We didn’t leave Los Angeles until about 8:30pm on Friday night. It was a long rainy drive the entire way and we didn’t get to our hotel in Three Rivers until 1:30am. The next morning was tough, but the 6:00am wake up call wasn’t impossible. We dressed up exactly in what we were going to hike in order to not spend extra time on that when we would arrive to the trailhead. After grabbing a cup of coffee at the local store that was open, we headed up towards the epic adventure that was to take place. The rain let up and was drizzling lightly during our drive. I’ve driven 198 numerous times and this was the first time I had seen water everywhere. I swear every big curve in the road there were waterfalls peaking through the trees, even water flowing off them into the road.
Just about a mile from the Giant Forest Museum was the first signs of snow. 7:00am hit as we reached the Museum to fill out the self-issuing permit. One copy in the registration box and one copy straight into my pack. I had to drive quite slowly because the roads hadn’t been completely cleared yet. We reached Alta Market & Ski Shop around 8:00am, which was fine because at this point we had to put our tire chains one. We picked up our snowshoes and some essentials for the trail and by essentials I mean a couple bag of chips.
*Note: Alta Market & Ski Shop is inside Wukaschi Lodge and opens at 8:30am. If you are renting snowshoes, you cannot reserve ahead of time it is on a first come first serve basis.

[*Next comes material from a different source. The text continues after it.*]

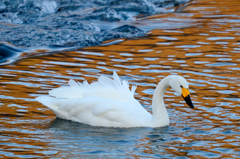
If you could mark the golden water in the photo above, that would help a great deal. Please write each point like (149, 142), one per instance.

The lady I spoke to over the phone also mentioned if you get there at 8:30am you should have no problem getting snowshoes.
The trailhead was a bit difficult to find because of all the snow. We located some footsteps from days ago near the trailhead and found the sign a few feet away. Something that doesn’t happen very often near a trailhead is to find a spot right at the trailhead. Due to the winter conditions I’m guessing, we got the first spot and we were the only car in the parking lot. I guess we were the only crazy ones out there. But you know what this meant, we were going to be breaking trail the entire route to the ski hut as it had snowed 6-12″ in the past 24 hours.
The clock was ticking and we finally hit the trailhead at 10:30am and this was a much later start that I had expected/hoped for. The beginning of the trail is quite easy to follow. The winter trail to Pear Lake is similar to the summer route. There are small yellow triangles affixed to the trees every 100-200 yards or so. Since the snow covers the trail, this is the route to follow (note: they are quite hard to find, so keep very alert during the entire hike). Bring a gps, compass and a map as all saved us in finding our way a couple of times.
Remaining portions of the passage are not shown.